A disputa pela segunda posição nas eleições em Natal parece mais
acirrada a cada dia. Se nesta quarta-feira o candidato do PT, Fernando
Mineiro, afirmou que “já passou o candidato de Rosalba (se referindo a
Rogério Marinho, do PSDB) e agora iria passar o que é apoiado pela
maioria dos secretários de Micarla (Hermano Morais, do PMDB)”, hoje foi a
vez do tucano responder. Rogério afirmou estar certo de que vai haver
segundo turno e de que ele estará na disputa contra Carlos Eduardo
Alves, do PDT. E diz mais: em nenhum momento perdeu a terceira posição
na campanha para Mineiro.
“É nossa convicção que estamos na disputa. Nós estamos em terceiro, à
frente do candidato de José Dirceu (um dos réus do Mensalão) e nesta
reta final iremos ultrapassar o do PMDB”, afirmou Rogério Marinho,
comentando a declaração de Mineiro e cutucando o petista sobre o
envolvimento do partido dele, o PT, no escândalo do Mensalão, que é
julgado no Supremo Tribunal Federal (STF).

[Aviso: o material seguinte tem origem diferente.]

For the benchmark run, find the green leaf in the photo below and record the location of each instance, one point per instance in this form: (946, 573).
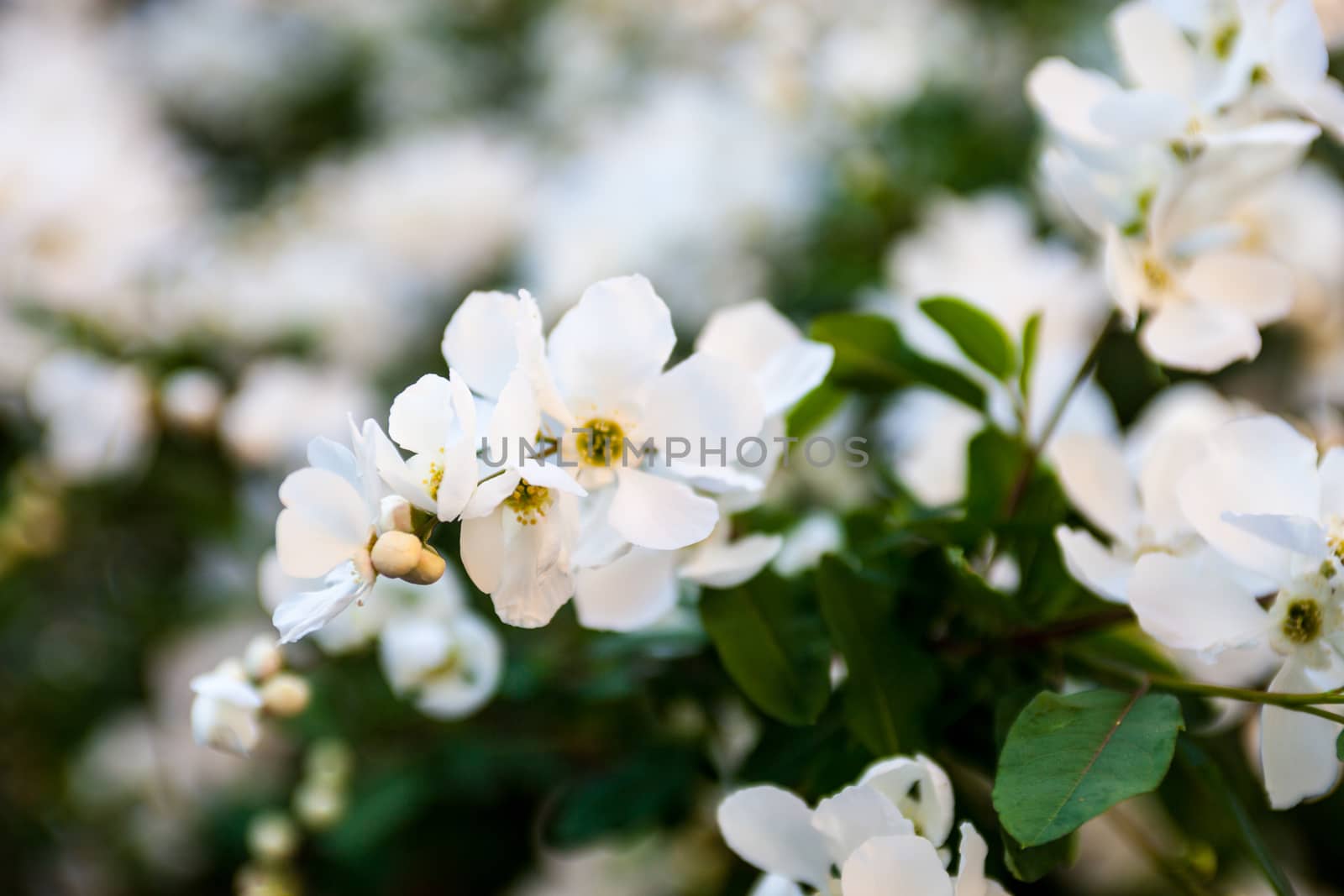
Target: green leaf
(891, 679)
(1032, 864)
(647, 790)
(1068, 759)
(979, 335)
(1030, 342)
(813, 410)
(773, 647)
(995, 464)
(871, 356)
(1211, 777)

A convicção de Rogério Marinho é consequência, segundo ele, do que
“ouve nas ruas, nos debates, nas sabatinas e, principalmente, porque
entendemos que o eleitor não quer mais o discurso da conveniência, do
imobilismo e do passado, que é a volta de Carlos Alves, que passou a
campanha se escondendo atrás da catástrofe da atual prefeita, sem
apresentar propostas, sem ter equilíbrio para o contraditório e
apresentando como principal bordão a comparação entre o ruim e o
péssimo, entre a tragédia, que foi a gestão dele, e a catástrofe, que é a
atual”.
Segundo Rogério Marinho, inclusive, apesar da campanha está chegando
ao fim, nada está decidido até o momento. O número de indecisos ainda é
alto e os votos ainda podem mudar. “Está chegando o final da campanha e é
este o momento de cristalização do voto, apesar da disparidade dos
números divulgados pelos institutos de pesquisa. A eleição está aberta,
haverá segundo turno e estamos nessa disputa”, reafirmou.
Por sinal, a disparidade dos números é um alvo específico das
críticas de Rogério Marinho. “Os maiores derrotados desta campanha serão
os institutos de pesquisa, porque ou mostram o retrato do momento ou o
interesse dos contratantes”, avaliou.